What are the implications for the Brexit negotiations?
I don’t think that any responsible government would take the UK out of the customs and regulatory orbit of the EU until the coronavirus crisis is over – and that may not be for years.
Of course, this raises the bigger question of what happens if we have an irresponsible government, or if we have a responsible government whose Brexit strategy is predicated on using the 31 December cliff-edge as a negotiating aid, whether with the EU, or with parliament, and what that means for their approach if they have to give up that asset.
Are we entering a new age of pandemics and/or will social distancing and other similar draconian measures become the new normal?
This is unknowable, but I include it for a number of reasons. The first is that while my advice to every individual is to act as if tomorrow a researcher in some lab will discover that cucumber sandwiches double as a Covid-19 vaccine, a responsible government ought to assume that the scenario sketched out in that Imperial College paper – that we will be engaging in social distancing and other measures for more than a year, perhaps longer still – is correct and should therefore have two economic priorities.
The first is to preserve the economy in cryogenic suspension, ensuring that all households can focus on combating the disease rather than making ends meet, and the second is to facilitate the transition to a world where prolonged periods of social distancing become more bearable for everyone.

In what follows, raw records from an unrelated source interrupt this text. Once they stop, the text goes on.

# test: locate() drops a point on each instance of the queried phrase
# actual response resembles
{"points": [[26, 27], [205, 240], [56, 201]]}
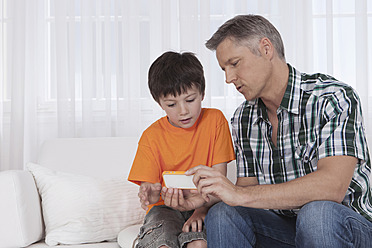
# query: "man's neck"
{"points": [[278, 87]]}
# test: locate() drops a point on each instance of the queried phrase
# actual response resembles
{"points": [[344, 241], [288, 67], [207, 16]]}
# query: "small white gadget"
{"points": [[178, 179]]}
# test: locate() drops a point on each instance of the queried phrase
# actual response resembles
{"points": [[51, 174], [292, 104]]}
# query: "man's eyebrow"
{"points": [[229, 61]]}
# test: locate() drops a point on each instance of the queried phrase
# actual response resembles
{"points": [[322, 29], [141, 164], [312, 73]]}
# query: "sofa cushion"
{"points": [[20, 213], [82, 209]]}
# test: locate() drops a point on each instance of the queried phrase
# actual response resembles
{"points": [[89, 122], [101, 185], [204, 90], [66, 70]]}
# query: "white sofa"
{"points": [[22, 223]]}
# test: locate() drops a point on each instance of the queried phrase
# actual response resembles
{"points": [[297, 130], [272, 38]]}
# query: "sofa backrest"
{"points": [[109, 157]]}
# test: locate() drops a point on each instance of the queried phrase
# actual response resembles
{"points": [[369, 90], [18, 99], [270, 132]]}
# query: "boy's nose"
{"points": [[183, 109]]}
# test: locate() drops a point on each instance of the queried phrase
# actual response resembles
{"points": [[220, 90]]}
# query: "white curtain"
{"points": [[78, 68]]}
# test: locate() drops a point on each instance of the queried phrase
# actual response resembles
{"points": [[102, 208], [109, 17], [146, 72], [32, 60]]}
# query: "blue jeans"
{"points": [[318, 224]]}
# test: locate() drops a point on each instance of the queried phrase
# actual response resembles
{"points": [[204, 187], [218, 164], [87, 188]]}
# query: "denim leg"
{"points": [[248, 227], [329, 224]]}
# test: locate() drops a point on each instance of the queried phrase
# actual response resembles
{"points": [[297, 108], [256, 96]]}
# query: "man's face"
{"points": [[248, 72], [183, 110]]}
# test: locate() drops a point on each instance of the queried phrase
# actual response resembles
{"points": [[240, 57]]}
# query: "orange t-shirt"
{"points": [[164, 147]]}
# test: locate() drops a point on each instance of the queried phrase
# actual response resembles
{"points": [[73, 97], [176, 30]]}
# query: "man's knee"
{"points": [[217, 214], [319, 222]]}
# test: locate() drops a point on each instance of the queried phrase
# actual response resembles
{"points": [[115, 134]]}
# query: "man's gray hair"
{"points": [[247, 30]]}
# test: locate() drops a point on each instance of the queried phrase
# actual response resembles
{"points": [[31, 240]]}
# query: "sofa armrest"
{"points": [[20, 212]]}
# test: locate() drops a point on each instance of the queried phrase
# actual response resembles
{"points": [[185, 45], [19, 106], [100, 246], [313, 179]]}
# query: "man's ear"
{"points": [[266, 47]]}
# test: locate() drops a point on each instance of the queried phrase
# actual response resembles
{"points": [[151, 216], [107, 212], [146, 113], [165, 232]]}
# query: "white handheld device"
{"points": [[178, 179]]}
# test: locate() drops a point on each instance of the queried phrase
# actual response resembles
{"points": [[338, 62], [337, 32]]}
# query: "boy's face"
{"points": [[182, 110]]}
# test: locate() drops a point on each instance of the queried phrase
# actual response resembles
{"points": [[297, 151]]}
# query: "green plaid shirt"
{"points": [[318, 117]]}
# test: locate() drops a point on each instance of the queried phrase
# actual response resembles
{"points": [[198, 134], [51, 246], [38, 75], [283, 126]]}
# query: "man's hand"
{"points": [[182, 200], [149, 193], [211, 182]]}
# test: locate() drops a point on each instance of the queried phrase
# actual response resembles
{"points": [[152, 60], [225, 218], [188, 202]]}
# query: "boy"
{"points": [[188, 136]]}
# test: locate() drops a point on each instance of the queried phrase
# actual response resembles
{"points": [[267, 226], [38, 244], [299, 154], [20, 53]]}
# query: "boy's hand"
{"points": [[149, 193], [195, 222]]}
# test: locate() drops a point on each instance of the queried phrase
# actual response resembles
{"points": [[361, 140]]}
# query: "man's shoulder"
{"points": [[319, 84]]}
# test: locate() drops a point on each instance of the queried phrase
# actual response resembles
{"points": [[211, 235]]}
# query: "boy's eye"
{"points": [[235, 63]]}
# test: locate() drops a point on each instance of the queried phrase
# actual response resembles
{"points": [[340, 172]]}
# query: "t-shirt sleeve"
{"points": [[145, 167], [224, 151]]}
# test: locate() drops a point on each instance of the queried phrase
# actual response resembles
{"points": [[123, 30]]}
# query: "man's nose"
{"points": [[230, 76]]}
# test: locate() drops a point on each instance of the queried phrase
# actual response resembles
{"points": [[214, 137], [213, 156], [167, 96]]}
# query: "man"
{"points": [[302, 158]]}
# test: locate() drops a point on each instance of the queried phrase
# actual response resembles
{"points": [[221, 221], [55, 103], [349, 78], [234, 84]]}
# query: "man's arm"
{"points": [[329, 182]]}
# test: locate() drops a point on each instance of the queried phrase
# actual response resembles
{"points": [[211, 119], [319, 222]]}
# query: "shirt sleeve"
{"points": [[342, 131], [224, 151], [144, 167]]}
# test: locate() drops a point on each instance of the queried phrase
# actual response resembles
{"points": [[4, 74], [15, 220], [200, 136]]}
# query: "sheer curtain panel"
{"points": [[78, 68]]}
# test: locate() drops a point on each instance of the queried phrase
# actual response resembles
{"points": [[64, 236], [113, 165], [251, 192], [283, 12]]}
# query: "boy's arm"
{"points": [[149, 193], [195, 222]]}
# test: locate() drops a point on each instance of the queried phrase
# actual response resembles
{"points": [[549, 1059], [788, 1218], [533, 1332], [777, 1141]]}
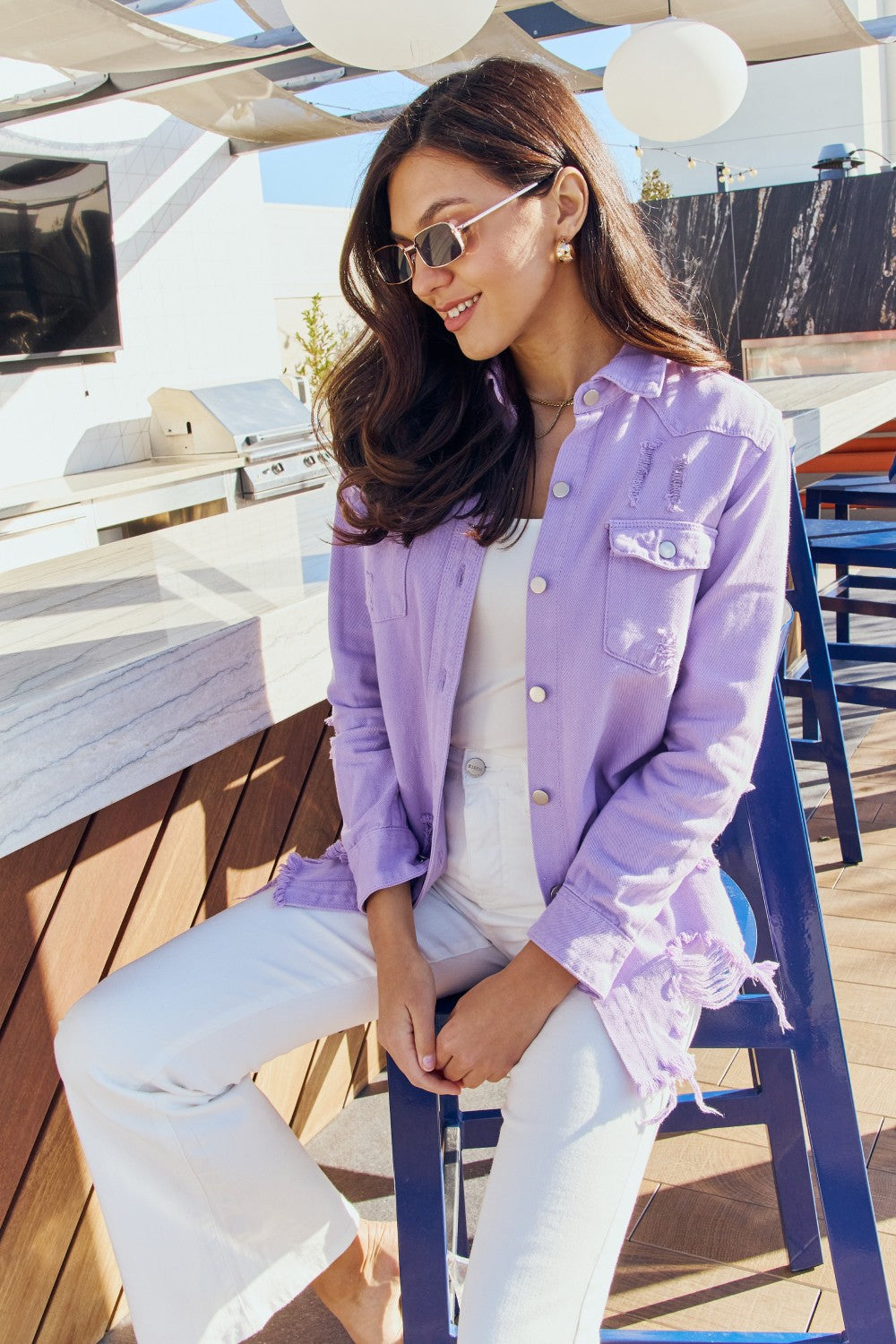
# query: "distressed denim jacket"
{"points": [[653, 617]]}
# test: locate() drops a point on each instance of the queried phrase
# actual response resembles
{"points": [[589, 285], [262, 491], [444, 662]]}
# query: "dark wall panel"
{"points": [[785, 261]]}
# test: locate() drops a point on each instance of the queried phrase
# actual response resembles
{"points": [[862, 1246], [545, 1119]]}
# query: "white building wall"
{"points": [[304, 245], [790, 110], [196, 293]]}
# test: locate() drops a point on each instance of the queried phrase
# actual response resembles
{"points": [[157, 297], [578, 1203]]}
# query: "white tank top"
{"points": [[489, 710]]}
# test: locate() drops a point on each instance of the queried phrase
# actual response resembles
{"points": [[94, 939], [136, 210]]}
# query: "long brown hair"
{"points": [[416, 426]]}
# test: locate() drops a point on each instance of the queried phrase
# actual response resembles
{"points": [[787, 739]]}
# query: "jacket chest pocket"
{"points": [[386, 580], [651, 586]]}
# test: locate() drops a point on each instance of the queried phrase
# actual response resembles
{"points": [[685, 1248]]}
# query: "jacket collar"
{"points": [[635, 371]]}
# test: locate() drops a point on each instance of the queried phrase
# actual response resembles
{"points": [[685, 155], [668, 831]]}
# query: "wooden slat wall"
{"points": [[91, 898]]}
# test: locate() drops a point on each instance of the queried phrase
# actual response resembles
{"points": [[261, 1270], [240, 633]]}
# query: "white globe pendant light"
{"points": [[676, 80], [389, 34]]}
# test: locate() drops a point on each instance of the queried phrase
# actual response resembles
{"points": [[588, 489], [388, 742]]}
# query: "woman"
{"points": [[535, 747]]}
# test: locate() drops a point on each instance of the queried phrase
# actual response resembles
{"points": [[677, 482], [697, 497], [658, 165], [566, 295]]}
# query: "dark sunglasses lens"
{"points": [[438, 245], [392, 265]]}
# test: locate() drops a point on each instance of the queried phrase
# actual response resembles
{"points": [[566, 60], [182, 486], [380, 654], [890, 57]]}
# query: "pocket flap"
{"points": [[670, 546]]}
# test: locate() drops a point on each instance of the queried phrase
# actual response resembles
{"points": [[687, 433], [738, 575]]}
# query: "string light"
{"points": [[726, 172]]}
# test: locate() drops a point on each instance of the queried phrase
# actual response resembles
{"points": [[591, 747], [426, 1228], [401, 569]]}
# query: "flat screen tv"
{"points": [[58, 292]]}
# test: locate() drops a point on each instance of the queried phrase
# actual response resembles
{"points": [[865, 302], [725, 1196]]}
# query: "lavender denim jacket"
{"points": [[654, 634]]}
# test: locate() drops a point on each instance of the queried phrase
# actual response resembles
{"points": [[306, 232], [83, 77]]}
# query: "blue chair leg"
{"points": [[419, 1204], [788, 1167]]}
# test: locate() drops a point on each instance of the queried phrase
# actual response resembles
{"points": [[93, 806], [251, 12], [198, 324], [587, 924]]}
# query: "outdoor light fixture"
{"points": [[675, 80], [389, 34]]}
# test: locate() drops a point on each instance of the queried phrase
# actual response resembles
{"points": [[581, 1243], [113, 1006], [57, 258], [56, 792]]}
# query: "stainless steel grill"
{"points": [[260, 425]]}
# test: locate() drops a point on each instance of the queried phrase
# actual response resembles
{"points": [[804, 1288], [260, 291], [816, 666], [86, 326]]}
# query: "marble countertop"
{"points": [[126, 663], [54, 492]]}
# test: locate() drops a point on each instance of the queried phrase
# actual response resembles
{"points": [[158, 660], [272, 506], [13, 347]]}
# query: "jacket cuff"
{"points": [[576, 935], [383, 857]]}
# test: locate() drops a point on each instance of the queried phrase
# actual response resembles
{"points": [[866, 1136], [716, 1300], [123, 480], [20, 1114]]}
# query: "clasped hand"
{"points": [[490, 1027]]}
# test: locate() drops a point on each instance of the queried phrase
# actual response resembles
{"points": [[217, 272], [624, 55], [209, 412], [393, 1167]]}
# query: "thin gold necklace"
{"points": [[557, 406]]}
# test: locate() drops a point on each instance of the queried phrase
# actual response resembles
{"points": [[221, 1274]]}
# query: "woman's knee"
{"points": [[93, 1038]]}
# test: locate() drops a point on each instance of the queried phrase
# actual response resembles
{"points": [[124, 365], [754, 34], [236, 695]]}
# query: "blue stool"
{"points": [[812, 679], [766, 851], [847, 491], [858, 542]]}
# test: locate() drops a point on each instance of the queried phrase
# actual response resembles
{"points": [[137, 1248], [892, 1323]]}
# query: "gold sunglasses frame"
{"points": [[458, 230]]}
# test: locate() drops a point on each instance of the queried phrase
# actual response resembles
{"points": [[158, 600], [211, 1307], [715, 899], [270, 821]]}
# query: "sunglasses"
{"points": [[438, 245]]}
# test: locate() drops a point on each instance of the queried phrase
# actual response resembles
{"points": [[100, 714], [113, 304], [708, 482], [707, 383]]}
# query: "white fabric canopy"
{"points": [[182, 72], [503, 38], [764, 30], [101, 35], [249, 108]]}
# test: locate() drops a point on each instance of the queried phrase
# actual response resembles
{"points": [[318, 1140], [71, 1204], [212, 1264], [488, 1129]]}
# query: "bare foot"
{"points": [[362, 1288]]}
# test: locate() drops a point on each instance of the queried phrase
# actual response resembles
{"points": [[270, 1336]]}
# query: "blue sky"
{"points": [[328, 172]]}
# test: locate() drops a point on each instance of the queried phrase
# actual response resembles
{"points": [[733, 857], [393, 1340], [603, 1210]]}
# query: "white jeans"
{"points": [[218, 1215]]}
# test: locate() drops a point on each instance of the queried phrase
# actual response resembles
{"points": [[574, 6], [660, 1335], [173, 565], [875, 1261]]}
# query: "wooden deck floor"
{"points": [[704, 1250]]}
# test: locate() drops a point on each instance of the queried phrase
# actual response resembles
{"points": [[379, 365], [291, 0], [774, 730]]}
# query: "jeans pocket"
{"points": [[651, 586]]}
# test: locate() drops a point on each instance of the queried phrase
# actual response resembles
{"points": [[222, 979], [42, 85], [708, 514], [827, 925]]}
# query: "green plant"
{"points": [[653, 187], [320, 343]]}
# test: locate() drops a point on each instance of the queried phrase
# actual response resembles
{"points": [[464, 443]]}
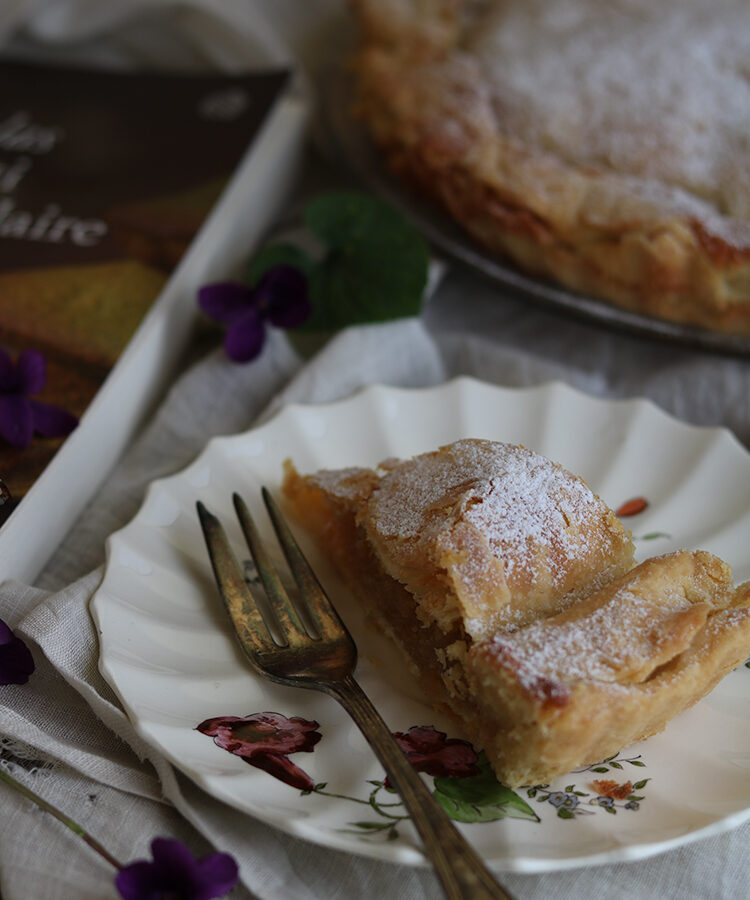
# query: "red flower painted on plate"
{"points": [[265, 740], [608, 788], [632, 507], [430, 751]]}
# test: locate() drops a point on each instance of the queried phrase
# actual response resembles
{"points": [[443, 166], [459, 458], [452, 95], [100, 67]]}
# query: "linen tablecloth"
{"points": [[64, 733]]}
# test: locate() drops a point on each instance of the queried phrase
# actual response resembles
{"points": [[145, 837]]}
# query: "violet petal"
{"points": [[245, 337], [225, 301], [32, 372], [8, 381], [16, 662], [6, 634], [16, 420], [217, 873], [52, 421], [136, 881], [282, 293]]}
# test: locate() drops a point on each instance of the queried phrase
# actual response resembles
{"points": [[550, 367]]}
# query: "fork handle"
{"points": [[461, 871]]}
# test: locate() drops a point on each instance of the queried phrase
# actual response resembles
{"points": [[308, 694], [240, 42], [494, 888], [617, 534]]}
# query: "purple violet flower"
{"points": [[175, 874], [16, 661], [20, 416], [280, 297]]}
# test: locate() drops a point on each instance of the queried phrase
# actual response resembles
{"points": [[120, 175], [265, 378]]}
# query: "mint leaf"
{"points": [[376, 263], [480, 798], [276, 255]]}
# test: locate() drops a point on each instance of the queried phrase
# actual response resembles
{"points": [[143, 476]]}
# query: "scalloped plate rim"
{"points": [[301, 828]]}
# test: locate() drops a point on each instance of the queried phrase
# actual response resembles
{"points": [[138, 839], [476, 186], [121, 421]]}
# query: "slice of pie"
{"points": [[599, 145], [511, 589]]}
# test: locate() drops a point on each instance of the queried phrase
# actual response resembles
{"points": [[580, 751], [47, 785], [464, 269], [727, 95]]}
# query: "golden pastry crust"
{"points": [[510, 587], [602, 146], [482, 534], [575, 688]]}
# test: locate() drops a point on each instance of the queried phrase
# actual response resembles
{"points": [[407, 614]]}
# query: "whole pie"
{"points": [[512, 591], [603, 146]]}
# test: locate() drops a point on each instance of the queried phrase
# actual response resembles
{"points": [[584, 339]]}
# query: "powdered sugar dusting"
{"points": [[654, 90], [520, 501]]}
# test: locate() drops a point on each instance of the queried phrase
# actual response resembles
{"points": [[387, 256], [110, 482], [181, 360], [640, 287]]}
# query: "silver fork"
{"points": [[325, 661]]}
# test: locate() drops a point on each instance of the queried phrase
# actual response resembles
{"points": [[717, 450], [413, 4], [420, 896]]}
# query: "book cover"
{"points": [[105, 179]]}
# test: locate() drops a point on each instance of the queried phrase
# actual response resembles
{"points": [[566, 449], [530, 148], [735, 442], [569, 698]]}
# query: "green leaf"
{"points": [[480, 798], [376, 264], [277, 255]]}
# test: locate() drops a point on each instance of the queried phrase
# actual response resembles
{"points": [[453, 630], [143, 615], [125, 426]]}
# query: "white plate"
{"points": [[169, 654]]}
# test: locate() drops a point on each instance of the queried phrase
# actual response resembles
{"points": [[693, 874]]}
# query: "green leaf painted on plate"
{"points": [[480, 798]]}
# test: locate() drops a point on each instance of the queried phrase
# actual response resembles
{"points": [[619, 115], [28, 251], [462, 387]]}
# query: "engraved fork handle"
{"points": [[461, 871]]}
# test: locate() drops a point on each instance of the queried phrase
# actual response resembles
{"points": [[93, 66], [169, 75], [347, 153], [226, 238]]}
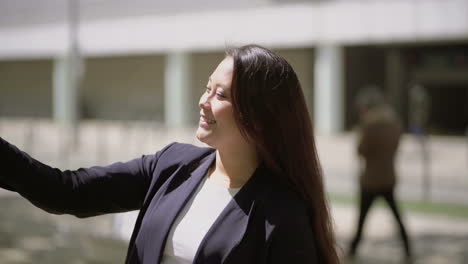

That means measures like the ones unveiled by the Housing Secretary Robert Jenrick, to make it easier for restaurants to offer delivery and takeaway. That means stronger social protections to ensure that people who work in supply chains, deliveries and food have the security to self-isolate as needed, and we all have the security of knowing everyone in the UK is able to observe the necessary anti-viral measures.
And it means doing so in a way that can command enduring consent over an indefinite period. That’s the test we should apply to everything this government and governments around the world are doing.
I also ask it because of the importance of the two follow-up questions, which are thornier still:
If yes, what does that mean for our economic model?
And, most importantly of all:
What is the correct level of balance, and what type of safeguards should we have, between appropriate levels of government power to tackle the public health challenge and the continuing health of both British and global democracy?